Friday, 20 May 2016

20th May 1816: Distressed Stockport weavers appeal to the magistrate Rev Charles Prescot

To the Revd Charles Prescot

Revnd Sir

Actuated by the sentiments of Gratitude for the generous concern you have ever manifested towards the Interest of the laboring Class of this Town and neighbourhood, we venture on the behalf and at the urgent request of the weavers of Stockport to lay a list of the present Prices of a few Reeds now given by the Manufacturers, in order that Your worship may be a competent Judge of their deplorable State and improbability to pay the common demands of Rents, Ley or Taxes

List of the present Prices           List of the prices 1814 for the same fabric

100 Reed 6/4 Cambric 24 Yds – 10 [shillings]                   1.8.0
100 Reed 9/8 Gingham  – 8 [shillings]                   .19.0
90 Reed 9/8 Gingham          – 5 [shillings]           .16.0
72 Reed 4/4 Gingham          – 3 [shillings]           .12.0
72 Reed 4/4 Gingham          – 3 [shillings]           .12.0
60 Reed 6/4 [illegible]          – 7 [shillings] 6 [pence]   .16.0

Your wordship will here observe a tremendous reduction in the earnings of the industrious weaver.
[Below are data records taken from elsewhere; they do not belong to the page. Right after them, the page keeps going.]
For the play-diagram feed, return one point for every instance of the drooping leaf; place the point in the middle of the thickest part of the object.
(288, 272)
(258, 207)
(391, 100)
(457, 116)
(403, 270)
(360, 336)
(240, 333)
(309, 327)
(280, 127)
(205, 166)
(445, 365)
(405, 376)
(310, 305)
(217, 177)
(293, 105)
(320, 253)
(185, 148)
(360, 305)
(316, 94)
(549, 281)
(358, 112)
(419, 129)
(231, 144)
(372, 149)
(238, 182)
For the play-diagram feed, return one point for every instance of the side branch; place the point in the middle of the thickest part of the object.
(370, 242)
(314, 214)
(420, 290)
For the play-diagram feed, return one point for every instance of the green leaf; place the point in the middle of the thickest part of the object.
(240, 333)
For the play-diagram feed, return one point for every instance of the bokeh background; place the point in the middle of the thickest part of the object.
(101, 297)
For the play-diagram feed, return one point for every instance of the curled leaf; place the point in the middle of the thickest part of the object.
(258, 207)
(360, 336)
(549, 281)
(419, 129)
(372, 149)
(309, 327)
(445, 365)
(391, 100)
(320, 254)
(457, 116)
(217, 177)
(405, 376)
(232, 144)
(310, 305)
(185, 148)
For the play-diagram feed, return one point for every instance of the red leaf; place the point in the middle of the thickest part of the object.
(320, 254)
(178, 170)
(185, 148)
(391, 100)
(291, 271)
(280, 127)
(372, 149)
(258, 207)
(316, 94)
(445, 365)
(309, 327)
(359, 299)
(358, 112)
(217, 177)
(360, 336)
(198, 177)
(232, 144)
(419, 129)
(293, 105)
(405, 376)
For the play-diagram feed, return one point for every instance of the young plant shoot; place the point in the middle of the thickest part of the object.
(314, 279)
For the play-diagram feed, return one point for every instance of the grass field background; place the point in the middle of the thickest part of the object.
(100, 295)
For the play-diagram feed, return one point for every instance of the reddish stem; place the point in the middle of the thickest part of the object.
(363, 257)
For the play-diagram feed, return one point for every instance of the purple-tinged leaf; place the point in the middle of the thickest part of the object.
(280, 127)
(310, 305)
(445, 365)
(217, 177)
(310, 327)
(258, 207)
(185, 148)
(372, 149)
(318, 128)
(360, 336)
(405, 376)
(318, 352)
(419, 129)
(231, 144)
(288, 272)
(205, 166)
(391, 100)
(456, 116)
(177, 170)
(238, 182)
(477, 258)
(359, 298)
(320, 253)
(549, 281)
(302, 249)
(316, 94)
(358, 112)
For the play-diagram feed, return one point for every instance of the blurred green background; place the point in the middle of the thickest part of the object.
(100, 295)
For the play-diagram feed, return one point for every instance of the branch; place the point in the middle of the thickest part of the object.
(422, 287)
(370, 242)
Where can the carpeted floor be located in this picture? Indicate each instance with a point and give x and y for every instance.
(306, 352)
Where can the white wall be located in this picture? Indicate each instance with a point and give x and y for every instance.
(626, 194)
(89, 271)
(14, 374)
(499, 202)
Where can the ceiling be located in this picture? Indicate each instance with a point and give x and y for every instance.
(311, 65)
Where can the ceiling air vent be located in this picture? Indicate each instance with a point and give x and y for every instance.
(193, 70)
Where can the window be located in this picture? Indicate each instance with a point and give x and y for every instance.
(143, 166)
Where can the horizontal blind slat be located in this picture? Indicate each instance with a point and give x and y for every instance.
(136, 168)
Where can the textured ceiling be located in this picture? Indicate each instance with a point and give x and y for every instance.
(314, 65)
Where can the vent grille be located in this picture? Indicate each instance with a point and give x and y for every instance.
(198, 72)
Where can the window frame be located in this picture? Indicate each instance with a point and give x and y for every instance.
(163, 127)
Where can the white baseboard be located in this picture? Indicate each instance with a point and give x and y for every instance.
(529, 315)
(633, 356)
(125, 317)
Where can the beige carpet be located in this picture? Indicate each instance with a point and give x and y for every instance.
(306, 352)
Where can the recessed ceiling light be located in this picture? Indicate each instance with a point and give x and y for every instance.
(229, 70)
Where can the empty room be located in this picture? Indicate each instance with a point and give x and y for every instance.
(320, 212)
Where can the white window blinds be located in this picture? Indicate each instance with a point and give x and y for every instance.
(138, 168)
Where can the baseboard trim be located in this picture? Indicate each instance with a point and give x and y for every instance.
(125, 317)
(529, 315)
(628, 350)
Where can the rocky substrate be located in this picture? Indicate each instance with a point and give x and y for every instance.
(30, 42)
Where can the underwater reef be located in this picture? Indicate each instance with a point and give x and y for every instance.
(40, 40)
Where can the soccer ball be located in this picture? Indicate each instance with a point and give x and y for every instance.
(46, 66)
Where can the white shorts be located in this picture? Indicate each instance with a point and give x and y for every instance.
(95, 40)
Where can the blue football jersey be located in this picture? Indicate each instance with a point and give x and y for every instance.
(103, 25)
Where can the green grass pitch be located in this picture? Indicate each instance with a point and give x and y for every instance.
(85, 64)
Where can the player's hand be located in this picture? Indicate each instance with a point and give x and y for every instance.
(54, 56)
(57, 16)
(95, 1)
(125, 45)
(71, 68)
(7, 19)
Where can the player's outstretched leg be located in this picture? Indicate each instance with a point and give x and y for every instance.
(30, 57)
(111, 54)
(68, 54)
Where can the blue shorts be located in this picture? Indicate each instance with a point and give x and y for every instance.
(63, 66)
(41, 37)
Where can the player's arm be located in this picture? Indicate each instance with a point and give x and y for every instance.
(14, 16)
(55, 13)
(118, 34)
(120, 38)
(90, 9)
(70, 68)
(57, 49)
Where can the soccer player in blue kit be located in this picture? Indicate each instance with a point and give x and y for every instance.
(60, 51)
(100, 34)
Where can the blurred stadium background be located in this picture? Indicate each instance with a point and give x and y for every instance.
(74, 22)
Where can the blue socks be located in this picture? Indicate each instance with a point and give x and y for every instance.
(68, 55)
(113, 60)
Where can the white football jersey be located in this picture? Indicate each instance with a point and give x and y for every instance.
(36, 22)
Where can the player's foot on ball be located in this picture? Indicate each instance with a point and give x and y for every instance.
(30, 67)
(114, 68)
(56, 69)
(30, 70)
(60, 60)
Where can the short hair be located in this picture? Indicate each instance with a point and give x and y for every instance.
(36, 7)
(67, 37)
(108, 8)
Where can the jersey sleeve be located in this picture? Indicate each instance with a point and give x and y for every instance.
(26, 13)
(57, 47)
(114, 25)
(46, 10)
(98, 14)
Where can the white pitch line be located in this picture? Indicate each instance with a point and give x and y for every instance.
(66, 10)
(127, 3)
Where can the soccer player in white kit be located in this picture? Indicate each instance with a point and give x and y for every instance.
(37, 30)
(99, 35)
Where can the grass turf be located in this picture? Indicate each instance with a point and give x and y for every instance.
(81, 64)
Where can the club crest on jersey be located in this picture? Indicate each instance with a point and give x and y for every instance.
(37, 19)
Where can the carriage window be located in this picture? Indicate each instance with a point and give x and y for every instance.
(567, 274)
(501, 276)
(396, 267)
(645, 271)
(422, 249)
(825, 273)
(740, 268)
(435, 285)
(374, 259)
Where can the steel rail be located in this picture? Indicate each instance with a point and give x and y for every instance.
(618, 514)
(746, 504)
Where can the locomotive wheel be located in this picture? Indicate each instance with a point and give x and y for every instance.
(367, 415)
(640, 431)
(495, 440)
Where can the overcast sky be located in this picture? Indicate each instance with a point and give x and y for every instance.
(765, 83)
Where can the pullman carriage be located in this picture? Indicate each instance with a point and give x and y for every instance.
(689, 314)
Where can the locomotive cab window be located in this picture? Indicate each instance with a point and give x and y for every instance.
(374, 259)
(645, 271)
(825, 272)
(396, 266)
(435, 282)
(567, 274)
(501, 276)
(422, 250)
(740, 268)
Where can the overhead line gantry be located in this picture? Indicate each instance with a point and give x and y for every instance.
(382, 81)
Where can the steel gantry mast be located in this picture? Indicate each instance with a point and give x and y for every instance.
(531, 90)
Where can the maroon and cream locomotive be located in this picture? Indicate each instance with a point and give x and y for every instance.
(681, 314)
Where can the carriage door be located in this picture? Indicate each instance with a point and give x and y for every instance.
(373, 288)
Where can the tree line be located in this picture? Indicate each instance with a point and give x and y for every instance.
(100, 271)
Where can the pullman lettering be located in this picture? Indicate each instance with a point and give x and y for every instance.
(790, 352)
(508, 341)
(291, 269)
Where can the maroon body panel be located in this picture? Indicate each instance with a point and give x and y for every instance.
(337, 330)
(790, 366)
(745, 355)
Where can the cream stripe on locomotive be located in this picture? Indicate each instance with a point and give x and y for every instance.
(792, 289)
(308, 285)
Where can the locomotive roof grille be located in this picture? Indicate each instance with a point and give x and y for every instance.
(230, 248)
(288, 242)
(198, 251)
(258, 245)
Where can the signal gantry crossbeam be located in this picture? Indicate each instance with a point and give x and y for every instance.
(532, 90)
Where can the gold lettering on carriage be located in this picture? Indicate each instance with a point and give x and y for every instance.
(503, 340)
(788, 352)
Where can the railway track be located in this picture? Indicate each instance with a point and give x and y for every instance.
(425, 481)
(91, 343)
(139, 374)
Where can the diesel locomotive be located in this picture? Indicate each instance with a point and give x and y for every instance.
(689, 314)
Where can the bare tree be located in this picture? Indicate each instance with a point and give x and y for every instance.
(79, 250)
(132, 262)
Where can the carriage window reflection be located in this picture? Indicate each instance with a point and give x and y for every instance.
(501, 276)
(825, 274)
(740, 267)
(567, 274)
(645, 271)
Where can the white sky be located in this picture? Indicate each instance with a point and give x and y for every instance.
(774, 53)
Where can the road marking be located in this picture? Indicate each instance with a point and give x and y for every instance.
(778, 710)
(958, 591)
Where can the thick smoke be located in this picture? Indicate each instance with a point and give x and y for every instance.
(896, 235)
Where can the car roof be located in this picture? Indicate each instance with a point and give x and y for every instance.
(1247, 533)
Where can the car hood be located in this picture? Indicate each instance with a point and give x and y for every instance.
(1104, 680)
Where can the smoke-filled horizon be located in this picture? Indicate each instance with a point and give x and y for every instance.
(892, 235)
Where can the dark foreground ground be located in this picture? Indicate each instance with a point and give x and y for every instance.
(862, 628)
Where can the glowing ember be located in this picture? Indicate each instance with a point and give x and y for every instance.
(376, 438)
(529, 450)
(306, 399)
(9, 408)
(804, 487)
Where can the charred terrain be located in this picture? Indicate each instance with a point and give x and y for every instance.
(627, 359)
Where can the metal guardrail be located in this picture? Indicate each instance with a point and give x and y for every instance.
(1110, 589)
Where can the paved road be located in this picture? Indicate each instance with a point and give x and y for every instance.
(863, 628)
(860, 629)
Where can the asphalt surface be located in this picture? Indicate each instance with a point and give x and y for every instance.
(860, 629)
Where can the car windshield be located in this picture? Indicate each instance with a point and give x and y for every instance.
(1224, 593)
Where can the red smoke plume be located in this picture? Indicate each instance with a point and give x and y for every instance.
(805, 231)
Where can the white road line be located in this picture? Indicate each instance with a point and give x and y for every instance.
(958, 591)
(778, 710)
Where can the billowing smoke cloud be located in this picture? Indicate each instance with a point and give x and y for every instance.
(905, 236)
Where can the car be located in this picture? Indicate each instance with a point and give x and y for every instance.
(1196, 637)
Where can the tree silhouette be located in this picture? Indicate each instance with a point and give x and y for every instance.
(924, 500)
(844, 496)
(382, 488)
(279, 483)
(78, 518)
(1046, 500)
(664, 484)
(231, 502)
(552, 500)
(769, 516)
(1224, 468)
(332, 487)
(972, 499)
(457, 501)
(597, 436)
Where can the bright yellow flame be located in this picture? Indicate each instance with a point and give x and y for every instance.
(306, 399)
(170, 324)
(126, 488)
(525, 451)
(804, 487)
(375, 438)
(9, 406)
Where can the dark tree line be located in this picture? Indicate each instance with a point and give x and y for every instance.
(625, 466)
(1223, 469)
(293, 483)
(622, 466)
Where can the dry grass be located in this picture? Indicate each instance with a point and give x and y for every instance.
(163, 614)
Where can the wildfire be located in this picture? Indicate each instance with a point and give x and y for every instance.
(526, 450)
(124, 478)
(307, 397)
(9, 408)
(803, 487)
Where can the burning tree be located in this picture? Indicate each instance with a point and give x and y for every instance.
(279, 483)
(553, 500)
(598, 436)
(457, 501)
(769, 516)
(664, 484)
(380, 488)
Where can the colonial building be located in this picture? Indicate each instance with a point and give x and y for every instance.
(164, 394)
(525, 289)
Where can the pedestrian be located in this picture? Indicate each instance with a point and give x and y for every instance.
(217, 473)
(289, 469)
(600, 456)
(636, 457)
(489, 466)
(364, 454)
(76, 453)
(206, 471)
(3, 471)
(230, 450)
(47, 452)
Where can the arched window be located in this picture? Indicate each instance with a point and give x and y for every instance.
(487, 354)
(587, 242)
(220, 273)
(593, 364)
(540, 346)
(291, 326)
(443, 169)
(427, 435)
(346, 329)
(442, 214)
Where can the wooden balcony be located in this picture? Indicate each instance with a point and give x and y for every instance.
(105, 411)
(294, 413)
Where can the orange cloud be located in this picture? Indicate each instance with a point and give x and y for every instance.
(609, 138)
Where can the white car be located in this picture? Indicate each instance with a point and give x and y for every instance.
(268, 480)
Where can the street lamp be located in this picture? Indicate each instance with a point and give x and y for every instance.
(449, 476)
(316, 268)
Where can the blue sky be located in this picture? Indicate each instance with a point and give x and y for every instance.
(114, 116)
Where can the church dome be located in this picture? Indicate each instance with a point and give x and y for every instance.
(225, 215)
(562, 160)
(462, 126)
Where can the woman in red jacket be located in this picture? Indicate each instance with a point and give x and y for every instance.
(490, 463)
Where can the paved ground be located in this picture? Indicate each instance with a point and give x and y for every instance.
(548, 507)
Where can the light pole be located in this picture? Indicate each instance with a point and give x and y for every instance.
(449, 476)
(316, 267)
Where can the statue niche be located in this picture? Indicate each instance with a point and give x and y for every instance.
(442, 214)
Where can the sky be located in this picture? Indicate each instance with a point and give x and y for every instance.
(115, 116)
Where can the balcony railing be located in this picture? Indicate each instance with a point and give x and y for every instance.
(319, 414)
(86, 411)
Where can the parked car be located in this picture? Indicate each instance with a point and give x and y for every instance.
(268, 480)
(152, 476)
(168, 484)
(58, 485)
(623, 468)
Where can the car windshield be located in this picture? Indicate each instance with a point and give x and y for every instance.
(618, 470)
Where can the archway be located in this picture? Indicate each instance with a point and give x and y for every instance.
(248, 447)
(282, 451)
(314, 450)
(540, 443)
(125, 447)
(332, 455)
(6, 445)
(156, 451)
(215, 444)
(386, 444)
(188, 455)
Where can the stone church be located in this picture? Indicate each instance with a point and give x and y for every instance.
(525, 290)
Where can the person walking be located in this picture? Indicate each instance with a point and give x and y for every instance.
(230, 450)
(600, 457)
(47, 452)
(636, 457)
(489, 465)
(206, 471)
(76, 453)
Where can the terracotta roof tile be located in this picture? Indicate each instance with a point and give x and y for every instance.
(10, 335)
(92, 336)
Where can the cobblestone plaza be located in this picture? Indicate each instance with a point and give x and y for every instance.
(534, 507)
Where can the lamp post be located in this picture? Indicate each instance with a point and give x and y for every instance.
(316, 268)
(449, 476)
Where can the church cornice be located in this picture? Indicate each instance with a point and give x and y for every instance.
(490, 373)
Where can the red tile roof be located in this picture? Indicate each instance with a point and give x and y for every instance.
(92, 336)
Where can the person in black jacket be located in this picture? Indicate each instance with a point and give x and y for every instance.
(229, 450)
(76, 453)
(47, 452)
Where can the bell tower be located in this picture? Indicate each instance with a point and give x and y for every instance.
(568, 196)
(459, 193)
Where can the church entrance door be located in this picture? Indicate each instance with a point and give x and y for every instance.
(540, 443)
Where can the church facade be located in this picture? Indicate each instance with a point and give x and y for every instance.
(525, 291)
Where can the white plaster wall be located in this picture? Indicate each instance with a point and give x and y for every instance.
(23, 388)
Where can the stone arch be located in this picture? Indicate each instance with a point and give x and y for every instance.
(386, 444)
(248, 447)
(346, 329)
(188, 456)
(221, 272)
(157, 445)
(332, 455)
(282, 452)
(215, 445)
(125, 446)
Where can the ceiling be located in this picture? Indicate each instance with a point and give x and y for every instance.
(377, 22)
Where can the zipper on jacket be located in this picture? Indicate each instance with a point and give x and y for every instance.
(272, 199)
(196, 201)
What may be the Cause of such Reduction is to the working body of the trade altogether insolvable. But at the same time it is conceived not to be impracticable but something might be done to ameliorate their distress, thro’ the medium and interference of the Magistrates of the manufacturing districts, praying that his Majesty's ministers would be pleased to put a Stop to the Exportation of Cotton Yarn and fix a Minimum for the price of labor. This is the only Suggestion we can lay down to relieve us upon a permanent Basis and as the Magistrate and principal Inhabitants of Bolton desire that this should be put in practice, we humbly humbly implore that your worship will take the same into your serious Consideration at this Period when Provisions are on the advance.

Now to shew you what the weavers can earn the 100 Reed 6/4 Cambric is considered to be a sufficient quantity of labour for 8 days. Then the Journeyman has 3d to pay out of every shilling he earns for winding, Loom-Room &c which will reduce his earnings to Eleven-pence farthing per day—This will be but a small Sum for a Man that has a family of 3 or 4 Children to subsist on - therefore necessity will compel him to seek for parochial relief which will fall very heavy on the Land-Owners and principal Inhabitants.

Convinced of the practicality with which you have attended to their former applications they have to beg you to accept their grateful thanks for past favors with the Assuance of their highest Esteem

We remain your worship’s most
obedient & humble Servants
Joseph Sherwin
Simon Lilley

Signed on behalf of
the Cotton-Weavers
of Stockport May
20th 1816.—

This letter can be found at HO 42/150.